Periodic thoughts and musings from the desk of...
The best arena, ton-for-ton, in the NHL is the Xcel Energy Center in Minnesota and the most vibrant is the new Forum in Montreal, but my favorite is a little off the charts if not quite off the map - the new Aud in Buffalo.
(Quick digression. Yes, I know that the pleasure palace in Montreal is now the Bell Centre after starting life as the Molson Centre, and my pet in Buffalo takes its name from some bank's initials -- but that's just it: when the new arena opened there, it was named after a different bank, Marine Midland. I am as flexible as the next guy in his 50s who is hopelessly set in his ways, but I do have a firm rule: One name change, I'm good. I embraced, for example, the FleetCenter after the Boston Garden was razed. No problem. But once that name morphed into something else, I reverted to a variation of the original. So major corporations, save those rights' fees. They're wasted on me.)
Now, where were we? Buffalo. The arena in Buffalo has all the attributes I prize in a rink: comfortable without being cavernous (like the United Center in Chicago), downtown (which eliminates Anaheim's Duck Pond and Philadelphia's new Spectrum) and is peopled with smart, involved fans. There are several swell rinks that fit the criteria, including GM Place in Vancouver and the Air Canada Centre in Toronto (and I'm giving a break here to the ACC patrons in the platinum seats in the lower bowl who can't be bothered showing up until five minutes into the second or third period).

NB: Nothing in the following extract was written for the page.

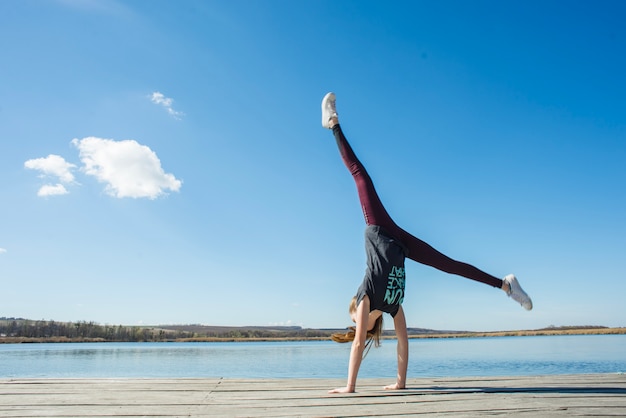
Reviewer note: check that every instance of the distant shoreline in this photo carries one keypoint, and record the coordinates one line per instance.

But those places don't have one thing that the new Aud has:
My view of arena architecture is forever colored by the Madison Square Garden of my youth, when the Garden was on Eighth Avenue between 49th and 50th St. in Manhattan. There was a movie-style marquee outside that advertised the evening's event and, after passing under it, there was a lobby where the energy swirled, a Con Edison of the spirit where voices were raised in excitement and anticipation. If the Rangers or the Knicks were often disappointments on those nights, the crowded entrance never was.
The new Aud lobby is neither crowded nor dim, but it offers the same kind of frisson of pleasure. There is a sense of community, of a shared experience, long before the puck drops for Sabres games. And really, is there any other reason to go to a professional sporting event in 2007 other than the feeling of community these games offer? The prices are often outlandish. The games are almost all available on television, many now in high definition. The only thing that HD can't replicate is the feeling of a common experience that binds 18,000 strangers for three hours. Not even the segregation of luxury suites can tear apart the unity of the arena experience, even if these suites try their damndest.
With New Jersey opening its new place in Newark later this month - I haven't seen it - Pittsburgh is the next NHL city with the opportunity to really get this right. (The New York Islanders, a team in far more dire need of a new arena than the Penguins, are merely going to refurbish their dowdy Coliseum, but that work is unlikely to start until 2009.) The new Pittsburgh arena should be an Air Canada Center-size of 18,500 and crammed with the appropriate bells and whistles, of course, but it also needs a large common area, a grand lobby to kick off the experience. There is, after all, only one chance every night to make a first impression.